Les morceaux parfaits (3/10)
Cette série des morceaux parfaits pourrait vraiment être l’occasion de développer mon image de musicien esthète. Car si, sur ces dix titres, neuf ne plaisent pas aux lecteurs, je risque de passer pour un mec qui n’a aucun goût, et ce serait vraiment dommage pour la suite. Il faut que je fasse gaffe à mes choix.
Et puis en fait, non. Morceau du jour : Eve ft. Swizz Beatz – Tambourine.
Voilà exactement le genre de morceau que j’aimerais produire. Allez savoir pourquoi, quand je fais des prods’, ça se termine souvent dans la mélancolie. Pourtant, ce qui me fait kiffer, c’est un son comme ça : quelque chose d’immédiat, de puissant, d’efficace. “Tambourine” est le premier extrait du nouvel album de Eve, rappeuse télégénique qui revient d’une longue absence discographique. Signée chez Aftermath, elle a eu la bonne idée d’opérer son retour sous la houlette de Swizz Beatz, le producteur qui, comme elle, a été révélé par son travail au sein de l’écurie new-yorkaise Ruff Ryders. Un Swizz Beatz survolté qui domine chaque centimètre de cet énorme single.

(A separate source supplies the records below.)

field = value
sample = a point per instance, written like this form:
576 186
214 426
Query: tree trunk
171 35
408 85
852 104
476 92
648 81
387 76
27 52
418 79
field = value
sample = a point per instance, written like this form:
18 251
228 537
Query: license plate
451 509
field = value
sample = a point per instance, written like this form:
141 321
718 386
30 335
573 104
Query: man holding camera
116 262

J’ai le souvenir d’une interview de Swizz Beatz dans Scratch, dans lequel il disait, en substance : “I like to bang“. Traduction : “quand je suis devant ma MPC, j’aime que ça cogne“. Et c’est ce qu’on ressent à chacune de ses productions : il semble agir uniquement par instinct, sans mettre la moindre réflexion dans sa musique. Comme si les pads de sa MPC étaient directement reliés aux membranes de son cerveau monté sur ressorts. Pour cette raison, Swizz Beatz est l’un des meilleurs producteurs de l’histoire du hip-hop. Pas seulement parce qu’il tient le haut du pavé de la production US depuis une décennie, mais plutôt parce qu’il réussit, par son excitation permanente, à personnifier à sa manière l’énergie du hip-hop.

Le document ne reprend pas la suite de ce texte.